Description
Smothered Chicken Thighs with Gravy is a classic Southern comfort dish featuring juicy, bone-in skin-on chicken thighs seasoned and browned to perfection, then simmered in a rich, creamy homemade onion gravy. This hearty one-pan meal offers tender chicken with flavorful gravy, making it ideal for cozy family dinners served alongside mashed potatoes, rice, or biscuits.
Ingredients
Scale
Chicken and Seasoning
- 6 bone-in skin-on chicken thighs
- 1 teaspoon salt
- 1/2 teaspoon black pepper
- 1 teaspoon garlic powder
- 1 teaspoon paprika
- 1/2 cup all-purpose flour, divided
Cooking and Gravy
- 3 tablespoons vegetable oil
- 1 medium onion, thinly sliced
- 3 cloves garlic, minced
- 2 cups chicken broth
- 1 cup whole milk
- 1 teaspoon Worcestershire sauce
- 1/2 teaspoon dried thyme
- 2 tablespoons unsalted butter
- Chopped fresh parsley for garnish
Instructions
- Season and Dredge the Chicken: Pat the chicken thighs dry with paper towels. Season both sides evenly with salt, black pepper, garlic powder, and paprika. Lightly coat each thigh with 1/4 cup of the flour, shaking off any excess to ensure an even coating without clumps.

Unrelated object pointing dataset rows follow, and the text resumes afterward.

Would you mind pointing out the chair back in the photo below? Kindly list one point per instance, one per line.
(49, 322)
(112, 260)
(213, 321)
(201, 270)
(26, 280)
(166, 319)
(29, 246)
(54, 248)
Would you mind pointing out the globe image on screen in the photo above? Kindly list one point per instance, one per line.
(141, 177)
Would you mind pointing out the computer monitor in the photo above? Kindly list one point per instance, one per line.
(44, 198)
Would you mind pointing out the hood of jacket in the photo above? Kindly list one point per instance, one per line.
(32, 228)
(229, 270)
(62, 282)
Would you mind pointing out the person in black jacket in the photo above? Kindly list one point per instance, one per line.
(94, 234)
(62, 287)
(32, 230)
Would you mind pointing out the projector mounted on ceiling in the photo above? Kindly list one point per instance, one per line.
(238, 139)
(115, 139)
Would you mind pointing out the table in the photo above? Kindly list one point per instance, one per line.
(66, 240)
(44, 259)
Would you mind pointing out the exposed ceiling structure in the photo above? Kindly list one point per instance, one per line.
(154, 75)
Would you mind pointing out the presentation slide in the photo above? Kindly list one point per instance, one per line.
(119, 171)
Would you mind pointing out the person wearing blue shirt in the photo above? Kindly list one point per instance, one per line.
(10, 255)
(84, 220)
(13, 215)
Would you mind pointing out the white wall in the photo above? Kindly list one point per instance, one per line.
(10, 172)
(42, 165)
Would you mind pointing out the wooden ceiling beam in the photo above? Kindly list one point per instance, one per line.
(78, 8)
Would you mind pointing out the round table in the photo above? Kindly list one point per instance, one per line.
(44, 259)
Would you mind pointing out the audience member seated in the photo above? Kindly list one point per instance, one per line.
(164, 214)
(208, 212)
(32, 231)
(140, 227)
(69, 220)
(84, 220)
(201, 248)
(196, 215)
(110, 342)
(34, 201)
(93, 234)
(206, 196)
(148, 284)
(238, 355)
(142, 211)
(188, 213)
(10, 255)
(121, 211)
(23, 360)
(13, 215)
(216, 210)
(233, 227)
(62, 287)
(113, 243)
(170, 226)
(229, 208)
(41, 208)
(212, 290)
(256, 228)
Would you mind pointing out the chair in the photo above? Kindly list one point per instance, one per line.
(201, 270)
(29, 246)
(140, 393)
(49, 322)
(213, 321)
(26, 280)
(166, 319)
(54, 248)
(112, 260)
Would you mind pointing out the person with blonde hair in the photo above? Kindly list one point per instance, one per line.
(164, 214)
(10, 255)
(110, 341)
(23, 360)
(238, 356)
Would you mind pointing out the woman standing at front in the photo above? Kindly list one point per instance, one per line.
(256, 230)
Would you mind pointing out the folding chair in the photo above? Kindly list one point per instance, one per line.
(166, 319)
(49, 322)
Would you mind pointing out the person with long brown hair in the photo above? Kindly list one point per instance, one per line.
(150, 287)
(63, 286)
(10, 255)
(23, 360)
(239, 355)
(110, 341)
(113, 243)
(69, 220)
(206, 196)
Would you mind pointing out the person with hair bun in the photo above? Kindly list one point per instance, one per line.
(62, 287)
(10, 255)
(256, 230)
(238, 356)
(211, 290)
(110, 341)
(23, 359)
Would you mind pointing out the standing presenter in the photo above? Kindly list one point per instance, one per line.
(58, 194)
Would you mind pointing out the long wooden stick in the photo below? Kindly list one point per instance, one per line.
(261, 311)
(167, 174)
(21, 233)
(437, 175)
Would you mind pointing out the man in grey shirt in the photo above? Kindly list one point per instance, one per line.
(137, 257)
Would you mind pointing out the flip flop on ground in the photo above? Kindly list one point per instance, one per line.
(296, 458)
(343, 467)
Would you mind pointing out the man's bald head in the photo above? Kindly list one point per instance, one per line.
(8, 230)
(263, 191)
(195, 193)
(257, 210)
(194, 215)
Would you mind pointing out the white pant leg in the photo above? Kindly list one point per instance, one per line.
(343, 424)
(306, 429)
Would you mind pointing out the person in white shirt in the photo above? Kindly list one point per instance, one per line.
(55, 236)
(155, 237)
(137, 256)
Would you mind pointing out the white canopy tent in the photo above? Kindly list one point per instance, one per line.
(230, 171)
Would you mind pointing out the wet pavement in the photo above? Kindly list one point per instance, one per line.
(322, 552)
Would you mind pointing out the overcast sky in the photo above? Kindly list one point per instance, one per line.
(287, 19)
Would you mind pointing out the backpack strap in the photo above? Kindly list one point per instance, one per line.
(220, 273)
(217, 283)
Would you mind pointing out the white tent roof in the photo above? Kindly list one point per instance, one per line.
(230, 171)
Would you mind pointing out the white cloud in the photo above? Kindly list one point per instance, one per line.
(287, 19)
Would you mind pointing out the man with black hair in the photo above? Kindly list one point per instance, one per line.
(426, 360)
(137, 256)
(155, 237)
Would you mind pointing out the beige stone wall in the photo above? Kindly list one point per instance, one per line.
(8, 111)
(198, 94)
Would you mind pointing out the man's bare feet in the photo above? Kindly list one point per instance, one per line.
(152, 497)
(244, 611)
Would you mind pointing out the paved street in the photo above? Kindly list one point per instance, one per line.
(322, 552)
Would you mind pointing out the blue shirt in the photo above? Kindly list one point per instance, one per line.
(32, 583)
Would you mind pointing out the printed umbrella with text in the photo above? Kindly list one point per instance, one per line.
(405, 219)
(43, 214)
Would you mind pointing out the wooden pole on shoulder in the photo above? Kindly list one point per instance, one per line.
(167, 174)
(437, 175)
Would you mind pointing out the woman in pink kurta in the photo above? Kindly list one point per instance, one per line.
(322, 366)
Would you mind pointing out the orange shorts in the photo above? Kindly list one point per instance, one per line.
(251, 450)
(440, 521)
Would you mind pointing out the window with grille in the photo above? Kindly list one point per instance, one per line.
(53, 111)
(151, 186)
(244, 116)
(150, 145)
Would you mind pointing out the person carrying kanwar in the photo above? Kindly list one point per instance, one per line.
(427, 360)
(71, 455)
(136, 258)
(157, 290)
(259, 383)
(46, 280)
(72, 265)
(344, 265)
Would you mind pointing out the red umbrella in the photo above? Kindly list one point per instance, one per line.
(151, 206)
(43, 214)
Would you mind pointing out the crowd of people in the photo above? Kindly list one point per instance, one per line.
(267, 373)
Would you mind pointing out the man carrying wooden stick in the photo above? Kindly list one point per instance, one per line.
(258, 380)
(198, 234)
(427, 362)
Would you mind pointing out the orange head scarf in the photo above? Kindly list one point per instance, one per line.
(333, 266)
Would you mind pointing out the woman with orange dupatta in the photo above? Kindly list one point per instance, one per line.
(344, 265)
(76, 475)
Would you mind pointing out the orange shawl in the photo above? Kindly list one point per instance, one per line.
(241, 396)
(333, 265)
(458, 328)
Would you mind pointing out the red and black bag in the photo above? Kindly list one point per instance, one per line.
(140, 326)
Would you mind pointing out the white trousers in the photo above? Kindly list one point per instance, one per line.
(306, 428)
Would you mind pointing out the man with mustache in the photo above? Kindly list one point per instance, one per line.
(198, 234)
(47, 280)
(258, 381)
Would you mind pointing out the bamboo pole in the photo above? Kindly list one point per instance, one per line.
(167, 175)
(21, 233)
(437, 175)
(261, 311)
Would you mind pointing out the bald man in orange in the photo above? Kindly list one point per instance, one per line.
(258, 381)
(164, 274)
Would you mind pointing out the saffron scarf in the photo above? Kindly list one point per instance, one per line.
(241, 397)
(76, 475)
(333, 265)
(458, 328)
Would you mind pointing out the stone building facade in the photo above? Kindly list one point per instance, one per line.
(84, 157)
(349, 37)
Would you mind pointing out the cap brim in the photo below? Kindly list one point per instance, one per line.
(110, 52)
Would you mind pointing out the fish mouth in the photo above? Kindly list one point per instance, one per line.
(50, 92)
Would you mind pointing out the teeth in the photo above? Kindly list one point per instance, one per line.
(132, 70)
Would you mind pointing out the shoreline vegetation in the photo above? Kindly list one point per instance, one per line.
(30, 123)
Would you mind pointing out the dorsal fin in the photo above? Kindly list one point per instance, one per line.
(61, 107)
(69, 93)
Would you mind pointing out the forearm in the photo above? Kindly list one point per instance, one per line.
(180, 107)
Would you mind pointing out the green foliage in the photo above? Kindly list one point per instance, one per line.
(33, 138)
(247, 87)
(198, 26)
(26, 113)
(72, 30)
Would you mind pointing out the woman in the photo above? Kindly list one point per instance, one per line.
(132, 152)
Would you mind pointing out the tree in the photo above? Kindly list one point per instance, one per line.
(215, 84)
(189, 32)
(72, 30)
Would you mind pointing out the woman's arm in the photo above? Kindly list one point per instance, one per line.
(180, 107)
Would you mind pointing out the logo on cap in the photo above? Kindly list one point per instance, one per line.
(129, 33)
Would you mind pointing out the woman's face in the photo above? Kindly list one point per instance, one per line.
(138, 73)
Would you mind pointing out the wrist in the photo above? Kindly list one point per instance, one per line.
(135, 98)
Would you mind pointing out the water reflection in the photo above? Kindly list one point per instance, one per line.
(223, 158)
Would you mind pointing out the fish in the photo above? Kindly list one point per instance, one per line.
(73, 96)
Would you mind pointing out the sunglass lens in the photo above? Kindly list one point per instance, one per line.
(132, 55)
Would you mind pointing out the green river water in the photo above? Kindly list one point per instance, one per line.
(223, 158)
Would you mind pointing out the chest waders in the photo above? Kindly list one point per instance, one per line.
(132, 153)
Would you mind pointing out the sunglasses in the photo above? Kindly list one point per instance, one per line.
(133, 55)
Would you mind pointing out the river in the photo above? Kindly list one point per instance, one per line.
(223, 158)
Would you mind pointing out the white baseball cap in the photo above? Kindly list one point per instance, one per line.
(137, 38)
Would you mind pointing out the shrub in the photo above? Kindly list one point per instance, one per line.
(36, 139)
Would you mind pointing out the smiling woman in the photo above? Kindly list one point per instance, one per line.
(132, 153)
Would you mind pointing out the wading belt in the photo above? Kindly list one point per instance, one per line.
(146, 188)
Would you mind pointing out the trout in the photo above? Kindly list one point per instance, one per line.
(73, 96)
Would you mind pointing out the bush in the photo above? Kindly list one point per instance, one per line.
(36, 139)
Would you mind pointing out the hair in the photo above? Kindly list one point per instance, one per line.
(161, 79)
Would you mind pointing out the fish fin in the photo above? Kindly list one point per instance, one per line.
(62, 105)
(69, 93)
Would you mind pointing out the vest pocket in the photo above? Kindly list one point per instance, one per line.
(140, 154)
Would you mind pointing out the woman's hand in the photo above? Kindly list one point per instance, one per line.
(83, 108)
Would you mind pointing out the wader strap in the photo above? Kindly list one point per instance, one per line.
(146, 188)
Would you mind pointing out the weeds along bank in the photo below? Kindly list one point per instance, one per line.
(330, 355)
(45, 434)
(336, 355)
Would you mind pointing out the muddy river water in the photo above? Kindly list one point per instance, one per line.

- Brown the Chicken: Heat the vegetable oil in a large skillet over medium-high heat. Once hot, add the chicken thighs skin-side down and cook for 5 to 6 minutes until the skin is golden brown and crisp. Flip and cook the other side another 5 to 6 minutes. Remove the browned chicken from the skillet and set aside.
- Sauté the Onions and Garlic: In the same skillet, add the thinly sliced onions. Cook them over medium heat until they soften and develop light caramelization, about 5 to 7 minutes. Add the minced garlic and cook for an additional minute until fragrant.
- Make the Roux and Gravy: Sprinkle the remaining 1/4 cup of flour into the skillet with the onions and garlic. Stir continuously for 1 to 2 minutes to cook the flour and form a roux. Gradually whisk in the chicken broth and whole milk until the mixture is smooth and free of lumps. Add Worcestershire sauce and dried thyme, then bring the gravy to a simmer and cook until it thickens slightly.
- Simmer the Chicken in Gravy: Return the browned chicken thighs to the skillet, nestling them into the gravy. Cover the skillet, reduce the heat to low, and gently simmer for 30 to 35 minutes until the chicken is fully cooked through and tender.
- Finish and Garnish: Once the chicken is cooked, stir the unsalted butter into the gravy for a richer flavor and silkier texture. Sprinkle with chopped fresh parsley to garnish before serving.
Notes
- You can use boneless chicken thighs as a substitute, but reduce the simmering time as they cook faster.
- For added depth of flavor, consider adding sliced mushrooms to the gravy during the onion sauté step.
- This dish pairs wonderfully with mashed potatoes, steamed rice, or buttered noodles to soak up the delicious gravy.